Joseph Royer, executive chef at the Saturn Grill in Oklahoma City, won top honors in the 18th annual national Taste of Elegance contest May 7 in San Diego. The competition, sponsored by the National Pork Board, featured 24 chefs, all were winners of state and regional Taste of Elegance contests.
Royer earned Chef Par Excellence honors with his winning entrée of Modern Noodle Bowl with Shoulder, Ribs, & Belly and a check for $5,000. This is the second Taste of Elegance title for Royer. He won in 2004 for his Confit of Smoked Pork Belly with Asian Spiced Pork Tenderloin entrée.
“The national Taste of Elegance contest brought some of the nation’s best chefs together to share their talent using pork,” says Dianne Bettin, NPB director and a Minnesota producer. “By reaching chefs through pork checkoff programs like this, the goal is to increase pork items on menus.”

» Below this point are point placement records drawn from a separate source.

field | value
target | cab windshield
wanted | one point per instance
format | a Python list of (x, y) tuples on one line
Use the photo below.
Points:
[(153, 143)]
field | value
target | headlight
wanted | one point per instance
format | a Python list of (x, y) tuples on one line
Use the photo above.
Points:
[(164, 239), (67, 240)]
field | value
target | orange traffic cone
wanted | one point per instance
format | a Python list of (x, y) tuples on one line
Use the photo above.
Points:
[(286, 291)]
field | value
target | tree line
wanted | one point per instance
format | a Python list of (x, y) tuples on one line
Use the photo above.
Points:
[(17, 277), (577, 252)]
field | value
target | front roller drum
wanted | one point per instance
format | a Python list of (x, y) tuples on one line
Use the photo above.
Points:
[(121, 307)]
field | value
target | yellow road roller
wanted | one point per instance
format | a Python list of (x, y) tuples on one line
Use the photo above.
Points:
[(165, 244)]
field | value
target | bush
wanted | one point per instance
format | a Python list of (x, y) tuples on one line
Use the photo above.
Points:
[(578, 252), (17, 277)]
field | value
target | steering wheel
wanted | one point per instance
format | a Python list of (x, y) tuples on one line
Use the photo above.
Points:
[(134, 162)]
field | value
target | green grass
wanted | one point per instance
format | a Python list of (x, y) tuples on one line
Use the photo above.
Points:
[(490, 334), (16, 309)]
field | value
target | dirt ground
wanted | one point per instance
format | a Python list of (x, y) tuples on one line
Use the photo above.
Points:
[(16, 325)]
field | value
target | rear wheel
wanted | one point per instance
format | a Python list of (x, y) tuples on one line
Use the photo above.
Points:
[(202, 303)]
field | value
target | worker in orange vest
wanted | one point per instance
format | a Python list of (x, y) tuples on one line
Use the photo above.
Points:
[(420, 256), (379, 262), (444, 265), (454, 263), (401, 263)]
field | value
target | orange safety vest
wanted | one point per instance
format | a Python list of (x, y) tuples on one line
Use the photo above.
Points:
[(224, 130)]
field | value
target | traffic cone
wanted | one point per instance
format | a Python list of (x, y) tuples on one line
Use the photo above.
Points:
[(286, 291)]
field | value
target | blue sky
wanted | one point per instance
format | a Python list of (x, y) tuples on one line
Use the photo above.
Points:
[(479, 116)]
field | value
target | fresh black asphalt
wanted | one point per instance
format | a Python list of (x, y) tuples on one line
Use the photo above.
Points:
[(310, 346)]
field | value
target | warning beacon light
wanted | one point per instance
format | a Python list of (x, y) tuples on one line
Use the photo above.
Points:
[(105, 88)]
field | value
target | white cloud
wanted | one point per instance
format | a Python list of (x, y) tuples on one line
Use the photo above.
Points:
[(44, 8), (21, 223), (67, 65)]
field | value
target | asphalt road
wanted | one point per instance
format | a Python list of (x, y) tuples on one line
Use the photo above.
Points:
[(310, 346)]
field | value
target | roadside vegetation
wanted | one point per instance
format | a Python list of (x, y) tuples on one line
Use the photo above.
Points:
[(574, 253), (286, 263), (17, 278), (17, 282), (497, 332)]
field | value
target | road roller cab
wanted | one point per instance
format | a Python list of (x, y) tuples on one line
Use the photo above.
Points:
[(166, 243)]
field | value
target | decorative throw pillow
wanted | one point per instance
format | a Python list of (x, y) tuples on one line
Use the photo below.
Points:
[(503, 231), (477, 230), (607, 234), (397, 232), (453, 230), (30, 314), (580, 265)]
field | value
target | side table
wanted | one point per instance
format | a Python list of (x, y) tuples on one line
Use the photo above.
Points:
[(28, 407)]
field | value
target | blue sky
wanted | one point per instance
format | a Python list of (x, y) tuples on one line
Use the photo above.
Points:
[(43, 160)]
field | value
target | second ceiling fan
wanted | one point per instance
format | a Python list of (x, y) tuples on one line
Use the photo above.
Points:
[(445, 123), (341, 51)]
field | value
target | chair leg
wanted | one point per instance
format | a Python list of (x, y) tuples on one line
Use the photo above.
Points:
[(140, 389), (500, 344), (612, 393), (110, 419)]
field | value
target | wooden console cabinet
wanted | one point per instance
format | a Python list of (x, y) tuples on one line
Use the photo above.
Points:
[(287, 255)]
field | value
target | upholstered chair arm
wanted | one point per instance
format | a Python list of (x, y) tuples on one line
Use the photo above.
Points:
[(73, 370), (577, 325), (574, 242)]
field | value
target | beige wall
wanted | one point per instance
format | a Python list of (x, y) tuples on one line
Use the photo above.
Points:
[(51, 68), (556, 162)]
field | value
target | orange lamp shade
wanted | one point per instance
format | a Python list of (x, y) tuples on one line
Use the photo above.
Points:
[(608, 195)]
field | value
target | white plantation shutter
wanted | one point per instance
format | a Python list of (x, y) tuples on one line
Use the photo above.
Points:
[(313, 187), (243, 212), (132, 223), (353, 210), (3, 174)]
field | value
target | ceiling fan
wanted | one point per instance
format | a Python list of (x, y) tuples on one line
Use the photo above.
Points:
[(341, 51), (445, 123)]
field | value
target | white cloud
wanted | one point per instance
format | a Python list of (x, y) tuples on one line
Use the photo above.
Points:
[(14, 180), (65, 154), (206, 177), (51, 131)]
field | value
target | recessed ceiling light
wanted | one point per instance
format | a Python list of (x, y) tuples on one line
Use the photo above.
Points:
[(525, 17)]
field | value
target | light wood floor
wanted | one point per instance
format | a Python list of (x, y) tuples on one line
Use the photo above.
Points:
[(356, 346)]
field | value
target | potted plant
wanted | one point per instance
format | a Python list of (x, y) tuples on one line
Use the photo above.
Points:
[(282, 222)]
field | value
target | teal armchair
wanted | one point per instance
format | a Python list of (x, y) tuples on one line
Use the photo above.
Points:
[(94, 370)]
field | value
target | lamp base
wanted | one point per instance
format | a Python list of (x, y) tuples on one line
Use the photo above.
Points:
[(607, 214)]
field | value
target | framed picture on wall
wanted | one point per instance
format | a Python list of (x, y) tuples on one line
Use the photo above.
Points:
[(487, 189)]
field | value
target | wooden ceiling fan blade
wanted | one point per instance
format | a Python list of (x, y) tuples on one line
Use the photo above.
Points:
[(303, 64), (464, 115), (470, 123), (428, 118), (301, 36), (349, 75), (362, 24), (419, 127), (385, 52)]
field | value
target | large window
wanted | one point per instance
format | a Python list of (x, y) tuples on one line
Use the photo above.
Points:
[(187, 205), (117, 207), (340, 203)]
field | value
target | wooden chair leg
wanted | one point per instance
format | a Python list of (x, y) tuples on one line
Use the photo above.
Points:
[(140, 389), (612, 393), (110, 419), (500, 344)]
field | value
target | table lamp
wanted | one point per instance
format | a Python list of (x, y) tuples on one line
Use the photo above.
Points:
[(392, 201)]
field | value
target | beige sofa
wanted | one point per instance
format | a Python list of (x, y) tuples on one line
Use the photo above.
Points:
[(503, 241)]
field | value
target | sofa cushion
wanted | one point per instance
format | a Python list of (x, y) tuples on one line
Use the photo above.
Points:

In the national contest, competing chefs from Arizona, California, Colorado, Florida, Illinois, Indiana, Iowa, Kansas, Maryland, Massachusetts, Michigan, Minnesota, Missouri, Nebraska, Ohio, Oklahoma, Pennsylvania, South Dakota, Tennessee, Texas and Wisconsin created original pork entrees that were judged for taste, appearance and originality. The Taste of Elegance contest was created to encourage chefs to use pork more frequently in creative, non-traditional ways.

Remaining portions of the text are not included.